Algum problema? Nenhum: a opinião de Lula sobre a imprensa é um direito seu. E, sejamos justos, não partiram dele as tentativas de censura (opa, o nome oficial é "controle social da mídia"). Se as apoia, nunca se manifestou abertamente. É verdade, também, que nunca desautorizou explicitamente os adeptos da censura. Pena que há tanto tempo o ex-presidente esteja evitando falar aos meios de comunicação. Poderia transmitir seu recado para boa parte dos cidadãos - e usando para isso até mesmo os veículos que o criticam.
Coisa do TUCA
O TUCA, Teatro da Universidade Católica, ligado à PUC-SP, toma a frente de uma ótima iniciativa: o Projeto Primeira Página, que receberá grandes autores brasileiros para conversas com jornalistas, atores e público, com o objetivo de abrir um espaço de debate sobre literatura brasileira. O primeiro autor convidado foi o poeta e jornalista Ferreira Gullar (Poema Sujo), neste 20 de agosto. Com ele estiveram a jornalista Mona Dorf, os atores Elifas Andreato e Regina Braga e os produtores e idealizadores do projeto, Cândida Morales e Clovys Torres.
O segundo encontro se realizará em 1º de outubro: a poeta Adélia Prado será a entrevistada, tendo ao lado a professora Ana Salles, coordenadora e do Departamento de Arte da PUC-SP. O projeto pode ser acompanhado no site www.primeirapagina.art.br; no Facebook, em facebook.com/pages/Primeira-Página; no twitter, em twitter.com/primpagina. Os ingressos podem ser comprados na bilheteria do TUCA, nas lojas da Livraria da Vila e no Ingresso Rápido, telefone (11) 4003-1212 ou site www.ingressorapido.com.br
História na TV
Outra boa iniciativa: o jornalista Paulo Markun está gravando Retrovisor, série de 13 episódios da História do Brasil que irá ao ar no primeiro semestre de 2014, no Canal Brasil. Funciona como um talk-show em que Markun entrevista personagens históricos (o primeiro será Anita Garibaldi, interpretada por Lucienne Guedes).

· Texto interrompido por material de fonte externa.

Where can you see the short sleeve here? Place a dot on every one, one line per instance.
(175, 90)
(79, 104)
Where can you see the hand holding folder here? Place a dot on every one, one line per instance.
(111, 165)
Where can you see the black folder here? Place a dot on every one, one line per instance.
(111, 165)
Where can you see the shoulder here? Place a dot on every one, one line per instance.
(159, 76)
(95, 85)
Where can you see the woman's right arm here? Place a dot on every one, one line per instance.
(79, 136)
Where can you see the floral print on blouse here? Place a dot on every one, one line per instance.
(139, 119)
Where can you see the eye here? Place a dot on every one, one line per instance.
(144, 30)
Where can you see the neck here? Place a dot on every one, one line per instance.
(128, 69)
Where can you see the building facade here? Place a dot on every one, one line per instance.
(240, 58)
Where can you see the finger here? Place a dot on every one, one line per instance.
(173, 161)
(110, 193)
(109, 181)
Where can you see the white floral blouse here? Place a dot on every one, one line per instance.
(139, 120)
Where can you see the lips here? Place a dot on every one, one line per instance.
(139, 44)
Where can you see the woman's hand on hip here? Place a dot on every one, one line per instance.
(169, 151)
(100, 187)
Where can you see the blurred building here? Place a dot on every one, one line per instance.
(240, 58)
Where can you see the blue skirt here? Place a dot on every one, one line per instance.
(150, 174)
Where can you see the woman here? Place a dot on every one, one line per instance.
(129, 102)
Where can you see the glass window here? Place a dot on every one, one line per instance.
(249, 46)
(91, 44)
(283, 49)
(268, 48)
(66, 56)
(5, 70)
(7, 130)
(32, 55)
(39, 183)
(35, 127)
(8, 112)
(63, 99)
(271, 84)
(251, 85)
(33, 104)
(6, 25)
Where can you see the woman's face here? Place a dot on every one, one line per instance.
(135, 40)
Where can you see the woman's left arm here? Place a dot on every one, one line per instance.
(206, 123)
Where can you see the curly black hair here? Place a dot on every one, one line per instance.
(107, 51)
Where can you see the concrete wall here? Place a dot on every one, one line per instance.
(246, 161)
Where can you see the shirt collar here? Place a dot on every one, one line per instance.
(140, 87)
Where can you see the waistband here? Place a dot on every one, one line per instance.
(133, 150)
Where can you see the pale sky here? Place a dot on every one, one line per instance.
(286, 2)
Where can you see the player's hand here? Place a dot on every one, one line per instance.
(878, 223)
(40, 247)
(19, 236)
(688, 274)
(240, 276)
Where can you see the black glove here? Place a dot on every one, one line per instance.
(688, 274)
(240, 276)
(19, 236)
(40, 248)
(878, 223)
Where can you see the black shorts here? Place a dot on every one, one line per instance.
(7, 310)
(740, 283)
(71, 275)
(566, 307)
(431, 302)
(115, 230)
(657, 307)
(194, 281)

O programa é gravado na Biblioteca Mário de Andrade, SP.
Doce vida
A biografia do empresário Celso Ricardo de Moraes, dono da Kopenhagen, Cacau Brasil e Dan Top, escrita pelo jornalista Elias Awad, será lançada na quinta-feira, 22, na Livraria da Vila do Shopping JK, em SP. Além do livro, o comprador recebe um CD com as canções compostas por Moraes e cantadas por ele.